Emerging markets debt has not been immune to the downdraft affecting assets in developing economies this year. The iShares J.P. Morgan USD Emerging Markets Bond ETF (NASDAQ: EMB), the largest exchange traded fund tracking bonds in developing economies, is lower by more than 11% year-to-date.
EMB tracks the J.P. Morgan EMBI Global Core Index, a market-cap-weighted index. Potential investors should note that since it is a cap-weighted index, countries with greater debt will have a larger position in the portfolio. Some money managers, including Morgan Stanley, see some opportunities with emerging markets debt in the new year.

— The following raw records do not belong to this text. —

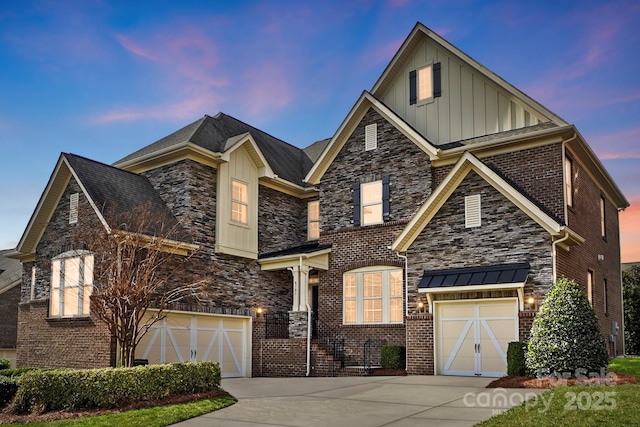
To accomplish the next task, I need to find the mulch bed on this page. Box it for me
[0,390,230,424]
[487,372,638,388]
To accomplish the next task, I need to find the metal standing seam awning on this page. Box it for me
[418,263,531,313]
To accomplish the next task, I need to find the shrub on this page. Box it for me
[507,341,529,377]
[0,359,11,371]
[10,362,221,413]
[526,278,609,375]
[381,344,406,369]
[0,375,18,408]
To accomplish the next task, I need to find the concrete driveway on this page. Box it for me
[176,376,540,427]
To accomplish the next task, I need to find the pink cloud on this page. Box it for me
[620,201,640,262]
[589,126,640,160]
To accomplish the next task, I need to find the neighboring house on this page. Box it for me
[7,24,629,376]
[0,250,22,366]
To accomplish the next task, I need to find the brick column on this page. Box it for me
[407,313,434,375]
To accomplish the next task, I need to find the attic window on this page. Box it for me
[69,193,80,224]
[464,194,482,228]
[409,62,442,105]
[364,123,378,151]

“The firm is betting on Argentina’s sovereign local and hard-currency bonds and local debt in Brazil and South Africa,” reports Bloomberg. “On the corporate side, it favors bonds from Latin America and Asia over developing nations in Europe, which will be dragged down by Turkey. Brazilian pulp, meat and infrastructure companies are particularly attractive, according to money managers Eric Baurmeister and Warren Mar.”
Rising external financing costs and current account deficits are among the factors plaguing emerging markets debt this year. Some analysts and market observers believe the scenarios confounding emerging markets bonds this year could linger into 2019.
While many are still wary of the current international environment, especially with increasing trade disputes, the strength in the U.S. dollar and rising interest rates are a bigger headwind.